2014年1月3日(金) [はじめての『教行信証』(その159)]

 他力にも序列をつけたがるということ。
 自力の序列は足し算で決まりますが、他力の序列は引き算です。どれだけ自力の要素を取り除くことができたかを争い、限りなく自力を取り去ったものが純他力として勝ちを収めるというわけです。金の価値が不純物の少なさで決まり、金の含有量が99.99パーセント以上が純金(24K)で、不純物が増えるごとに18Kとか14Kと価値が下がるのに似ています。

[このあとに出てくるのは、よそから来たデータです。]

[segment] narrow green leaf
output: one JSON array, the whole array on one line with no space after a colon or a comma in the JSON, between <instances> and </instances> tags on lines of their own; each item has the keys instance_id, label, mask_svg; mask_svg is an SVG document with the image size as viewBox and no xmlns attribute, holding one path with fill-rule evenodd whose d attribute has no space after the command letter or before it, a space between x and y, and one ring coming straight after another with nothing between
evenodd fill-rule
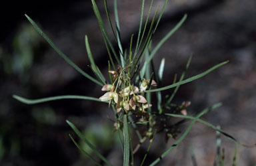
<instances>
[{"instance_id":1,"label":"narrow green leaf","mask_svg":"<svg viewBox=\"0 0 256 166\"><path fill-rule=\"evenodd\" d=\"M152 50L151 54L149 56L149 58L147 59L146 62L149 63L150 60L153 58L155 53L158 51L158 50L161 48L161 46L165 42L165 41L169 39L173 35L173 34L179 29L179 28L183 25L185 21L187 19L187 15L185 15L181 20L175 25L175 27L171 29L165 36L163 37L160 42L157 44L155 48Z\"/></svg>"},{"instance_id":2,"label":"narrow green leaf","mask_svg":"<svg viewBox=\"0 0 256 166\"><path fill-rule=\"evenodd\" d=\"M184 77L185 77L185 74L186 74L186 71L187 70L187 69L189 69L189 64L190 64L190 62L191 62L191 60L192 60L192 57L193 56L190 56L189 58L189 60L187 61L187 65L186 65L186 68L185 70L185 71L182 73L181 74L181 78L179 78L179 82L181 82L183 80ZM175 75L175 78L177 78L177 74ZM175 81L176 82L176 79L175 79ZM174 96L175 96L177 92L179 90L179 88L180 85L177 86L175 87L175 89L173 90L173 92L171 94L171 97L168 99L168 100L166 102L166 104L165 104L165 106L168 104L169 104L171 101L173 101L173 98L174 98Z\"/></svg>"},{"instance_id":3,"label":"narrow green leaf","mask_svg":"<svg viewBox=\"0 0 256 166\"><path fill-rule=\"evenodd\" d=\"M130 122L133 122L133 118L131 116L128 116L128 119ZM136 124L131 123L131 126L135 130L135 133L136 133L137 135L138 136L139 139L141 140L142 136L141 136L141 133L139 133L138 128L137 127Z\"/></svg>"},{"instance_id":4,"label":"narrow green leaf","mask_svg":"<svg viewBox=\"0 0 256 166\"><path fill-rule=\"evenodd\" d=\"M124 141L124 153L123 153L123 166L129 166L129 131L127 115L123 115L123 141Z\"/></svg>"},{"instance_id":5,"label":"narrow green leaf","mask_svg":"<svg viewBox=\"0 0 256 166\"><path fill-rule=\"evenodd\" d=\"M131 140L131 138L129 137L129 143L130 143L130 153L131 153L131 165L134 165L134 157L133 157L133 141Z\"/></svg>"},{"instance_id":6,"label":"narrow green leaf","mask_svg":"<svg viewBox=\"0 0 256 166\"><path fill-rule=\"evenodd\" d=\"M191 147L191 148L190 149L190 153L191 155L193 166L197 166L197 160L196 160L195 156L195 151L194 151L194 148L193 147Z\"/></svg>"},{"instance_id":7,"label":"narrow green leaf","mask_svg":"<svg viewBox=\"0 0 256 166\"><path fill-rule=\"evenodd\" d=\"M73 124L68 120L66 120L67 123L71 127L73 130L77 134L81 139L82 139L93 151L93 152L103 161L107 165L112 165L106 158L105 158L96 148L83 135L80 131Z\"/></svg>"},{"instance_id":8,"label":"narrow green leaf","mask_svg":"<svg viewBox=\"0 0 256 166\"><path fill-rule=\"evenodd\" d=\"M213 67L208 69L207 70L206 70L204 72L202 72L202 73L201 73L199 74L197 74L197 75L195 75L195 76L192 76L191 78L189 78L187 79L185 79L185 80L184 80L183 81L180 81L180 82L176 82L176 83L175 83L173 84L171 84L171 85L169 85L169 86L165 86L165 87L163 87L163 88L160 88L154 89L154 90L146 90L145 92L153 92L162 91L162 90L167 90L167 89L170 89L170 88L176 87L176 86L177 86L179 85L182 85L182 84L188 83L189 82L197 80L197 79L199 79L199 78L201 78L203 76L205 76L205 75L208 74L211 72L213 71L214 70L219 68L220 66L223 66L223 65L224 65L224 64L227 64L228 62L229 62L229 60L220 63L220 64L218 64L214 66Z\"/></svg>"},{"instance_id":9,"label":"narrow green leaf","mask_svg":"<svg viewBox=\"0 0 256 166\"><path fill-rule=\"evenodd\" d=\"M161 60L161 64L159 66L159 70L158 70L158 78L159 78L159 81L162 81L163 78L163 69L165 68L165 58L162 58L162 60Z\"/></svg>"},{"instance_id":10,"label":"narrow green leaf","mask_svg":"<svg viewBox=\"0 0 256 166\"><path fill-rule=\"evenodd\" d=\"M187 127L187 129L185 131L184 133L179 138L178 140L177 140L167 151L165 151L159 157L158 157L155 161L153 161L150 166L155 165L157 163L158 163L161 159L165 157L169 153L171 152L171 151L177 146L181 141L182 140L184 139L184 138L187 136L187 133L189 132L191 130L193 125L197 122L201 116L202 116L203 114L205 114L206 112L209 112L209 110L213 109L213 107L208 108L203 110L201 113L199 113L195 118L195 119L190 123L189 125Z\"/></svg>"},{"instance_id":11,"label":"narrow green leaf","mask_svg":"<svg viewBox=\"0 0 256 166\"><path fill-rule=\"evenodd\" d=\"M157 26L159 24L161 19L162 18L162 16L163 16L163 12L165 11L166 5L167 4L167 2L168 2L168 0L165 0L165 4L163 5L163 6L162 7L162 10L161 11L160 15L158 17L158 20L157 20L157 24L155 25L155 29L154 29L154 31L153 31L153 33L155 33L155 30L157 30Z\"/></svg>"},{"instance_id":12,"label":"narrow green leaf","mask_svg":"<svg viewBox=\"0 0 256 166\"><path fill-rule=\"evenodd\" d=\"M68 62L72 67L80 72L82 75L89 79L90 80L95 82L96 84L103 86L102 83L95 80L95 78L90 76L88 74L83 71L79 66L77 66L73 62L72 62L67 56L62 52L53 43L53 42L43 32L43 31L37 26L37 25L27 15L25 15L27 19L32 24L33 27L40 33L40 35L48 42L48 43L53 47L53 48L65 60Z\"/></svg>"},{"instance_id":13,"label":"narrow green leaf","mask_svg":"<svg viewBox=\"0 0 256 166\"><path fill-rule=\"evenodd\" d=\"M110 26L110 27L111 28L111 31L112 31L112 33L113 33L113 36L114 38L115 38L115 41L116 42L117 42L117 37L116 37L116 35L115 35L114 29L113 29L113 28L111 19L110 19L110 17L109 17L109 8L108 8L108 7L107 7L107 1L106 1L106 0L104 0L104 4L105 4L105 11L106 11L106 15L107 15L107 20L108 20L108 21L109 21L109 26Z\"/></svg>"},{"instance_id":14,"label":"narrow green leaf","mask_svg":"<svg viewBox=\"0 0 256 166\"><path fill-rule=\"evenodd\" d=\"M134 56L133 56L133 59L135 58L137 53L138 52L139 49L141 47L142 41L143 40L144 34L145 34L145 32L146 31L147 25L147 22L149 21L149 15L150 15L150 13L151 11L151 8L152 8L152 5L153 5L153 1L154 1L154 0L151 0L151 3L150 4L149 12L147 13L147 19L146 19L146 22L145 22L145 25L144 25L144 29L143 29L143 31L142 33L141 38L140 39L140 41L139 42L139 46L138 46L138 47L137 47L137 49L135 50L135 54L134 54ZM143 2L143 8L144 8L144 2Z\"/></svg>"},{"instance_id":15,"label":"narrow green leaf","mask_svg":"<svg viewBox=\"0 0 256 166\"><path fill-rule=\"evenodd\" d=\"M71 139L72 141L75 143L75 146L80 150L83 153L85 153L91 161L93 161L97 165L99 165L99 166L101 166L102 165L101 165L100 163L99 163L98 162L97 162L96 160L95 160L93 159L93 157L90 155L90 154L89 154L88 153L87 153L84 149L83 149L83 148L81 148L79 145L78 145L78 143L75 141L75 139L73 138L73 137L71 136L71 135L69 134L70 138Z\"/></svg>"},{"instance_id":16,"label":"narrow green leaf","mask_svg":"<svg viewBox=\"0 0 256 166\"><path fill-rule=\"evenodd\" d=\"M217 108L221 106L221 104L215 104L214 106L213 106L211 110L214 110L214 109L216 109ZM195 117L193 117L193 116L183 116L183 115L177 115L177 114L165 114L165 116L173 116L173 117L175 117L175 118L185 118L185 119L188 119L188 120L195 120ZM230 135L229 134L225 133L225 131L223 131L223 130L219 129L217 127L211 124L209 122L207 122L204 120L202 120L201 119L198 119L197 121L200 123L202 123L206 125L207 125L208 127L210 127L211 128L213 128L213 129L216 130L216 131L218 131L219 132L220 132L221 133L222 133L223 135L225 135L225 137L227 137L227 138L230 139L231 140L232 140L233 141L234 141L235 143L237 143L238 145L243 145L243 146L245 146L245 147L253 147L253 146L249 146L249 145L245 145L243 144L242 144L241 143L240 143L239 141L238 141L235 138L234 138L233 136Z\"/></svg>"},{"instance_id":17,"label":"narrow green leaf","mask_svg":"<svg viewBox=\"0 0 256 166\"><path fill-rule=\"evenodd\" d=\"M153 141L154 139L155 139L155 134L156 134L156 133L157 133L157 131L155 130L154 134L153 135L153 138L150 140L149 145L149 147L147 147L147 152L146 152L146 153L145 153L145 155L144 155L143 160L142 162L141 162L141 166L143 165L143 163L144 163L144 162L145 162L145 160L146 159L146 157L147 157L147 154L148 154L149 152L149 149L150 149L150 147L151 147L152 143L153 143Z\"/></svg>"},{"instance_id":18,"label":"narrow green leaf","mask_svg":"<svg viewBox=\"0 0 256 166\"><path fill-rule=\"evenodd\" d=\"M87 35L85 35L85 41L86 50L87 52L89 60L90 60L90 62L91 62L91 66L91 66L92 70L95 73L96 76L97 76L100 79L102 84L106 84L106 80L105 79L104 76L102 75L101 72L100 72L98 67L96 66L95 62L94 62L93 54L91 54L91 48L90 48L90 45L89 44Z\"/></svg>"},{"instance_id":19,"label":"narrow green leaf","mask_svg":"<svg viewBox=\"0 0 256 166\"><path fill-rule=\"evenodd\" d=\"M141 27L142 27L142 21L143 19L143 12L144 12L144 4L145 4L145 0L142 0L142 4L141 4L141 19L139 21L139 32L138 32L138 37L137 39L137 44L135 47L135 52L138 50L139 46L139 42L141 37ZM135 56L136 54L135 54Z\"/></svg>"},{"instance_id":20,"label":"narrow green leaf","mask_svg":"<svg viewBox=\"0 0 256 166\"><path fill-rule=\"evenodd\" d=\"M101 29L101 31L102 33L102 35L103 37L103 39L105 39L107 41L107 42L105 42L105 44L107 43L107 44L109 46L109 47L111 49L112 52L114 54L114 56L115 57L118 64L119 65L121 65L120 60L119 60L119 59L117 55L117 53L115 52L114 47L113 46L111 41L110 40L110 37L109 37L109 36L107 32L106 28L105 27L105 25L104 25L103 21L102 20L101 14L99 13L99 9L98 9L98 7L97 6L97 4L96 4L95 0L91 0L91 2L93 3L93 9L94 13L95 13L97 19L98 20L98 22L99 22L99 27L100 27L100 29ZM107 44L106 45L107 48L108 47Z\"/></svg>"},{"instance_id":21,"label":"narrow green leaf","mask_svg":"<svg viewBox=\"0 0 256 166\"><path fill-rule=\"evenodd\" d=\"M147 48L148 48L149 44L151 43L151 38L152 38L152 35L153 35L153 25L154 25L154 23L155 23L155 17L157 16L157 14L159 9L159 7L157 7L157 11L155 13L154 17L153 17L153 20L152 20L152 22L151 22L151 26L150 26L150 28L149 28L149 33L147 33L147 38L146 38L145 41L144 42L144 44L143 44L143 48L141 49L141 52L139 54L139 57L137 58L137 59L136 60L136 62L135 63L135 64L133 66L133 69L131 70L132 72L137 67L137 65L138 62L140 60L142 60L142 57L143 57L143 56L145 54L145 50L147 50ZM140 44L139 44L139 47L140 47ZM151 54L152 54L152 52L151 52ZM137 52L135 52L135 54L137 54ZM134 60L135 58L135 56L133 56L133 60ZM147 59L146 62L147 63L149 63L150 61L147 60Z\"/></svg>"},{"instance_id":22,"label":"narrow green leaf","mask_svg":"<svg viewBox=\"0 0 256 166\"><path fill-rule=\"evenodd\" d=\"M109 64L109 71L111 70L111 68L110 68L110 62L109 62L109 60L107 61L108 64ZM113 84L113 78L112 78L112 74L111 74L110 72L109 72L109 80L110 80L110 82L111 83L111 84Z\"/></svg>"},{"instance_id":23,"label":"narrow green leaf","mask_svg":"<svg viewBox=\"0 0 256 166\"><path fill-rule=\"evenodd\" d=\"M123 58L123 47L121 42L121 36L120 36L120 25L119 25L119 19L118 19L118 10L117 10L117 1L114 0L114 13L115 13L115 19L117 28L117 45L119 50L121 64L122 68L125 67L125 59Z\"/></svg>"},{"instance_id":24,"label":"narrow green leaf","mask_svg":"<svg viewBox=\"0 0 256 166\"><path fill-rule=\"evenodd\" d=\"M234 157L233 157L232 166L237 166L237 147L235 146Z\"/></svg>"},{"instance_id":25,"label":"narrow green leaf","mask_svg":"<svg viewBox=\"0 0 256 166\"><path fill-rule=\"evenodd\" d=\"M93 101L103 102L99 98L89 97L85 96L78 96L78 95L63 95L63 96L57 96L49 97L49 98L40 98L40 99L34 99L34 100L24 98L23 97L21 97L17 95L13 95L13 97L17 100L19 100L19 102L27 104L35 104L38 103L43 103L43 102L47 102L49 101L63 100L63 99L81 99L81 100L93 100Z\"/></svg>"},{"instance_id":26,"label":"narrow green leaf","mask_svg":"<svg viewBox=\"0 0 256 166\"><path fill-rule=\"evenodd\" d=\"M218 129L220 129L221 127L219 125L217 126ZM219 165L221 165L221 133L216 130L216 146L217 146L217 154L216 158L217 160L217 163L219 163Z\"/></svg>"}]
</instances>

 こんなエピソードが伝えられています。まだ承元の法難(法然や親鸞が流罪となった事件)が起こる前のこと、吉水に集う法然門下に、「信をとるか行をとるか」の争論があったというのです。しかもそれは親鸞自身が、信をとる方々はこちらの座へ、行をとる方々はあちらの座へと持ち出したといいます。その結果、親鸞ほか数人が信の座を取ったが、大方の人々はどちらとも決することができず、最後に法然が信を選んだとあります。しかし、そんなことが本当にあったのか、かなり疑わしいと言わなければなりません。
 このエピソードは覚如の著した『御伝鈔』(親鸞の伝記)に出てくるのですが、覚如とは親鸞のひ孫に当たる人(親鸞-覚信尼-覚恵-覚如)で、本願寺の第三祖(親鸞-如信〈善鸞の息子〉-覚如)とされます。しかし事実上の本願寺の開祖と言うべきでしょう。親鸞は法然の教えの真実を伝えようとしただけで、新しい宗派を開くなどという気持ちは全くなかったことは、彼の書いたものから明らかです。親鸞を祖として浄土真宗という新宗派を作り、その本山としての本願寺を作ったのは覚如です。
 そこから、覚如の書いたものには、新しい宗派を立ち上げようという目的意識がプンプン匂ってくるものが多いのですが、このエピソードにも法然の門流の中で本願寺の独自性を際立たせたいという意図が感じられます。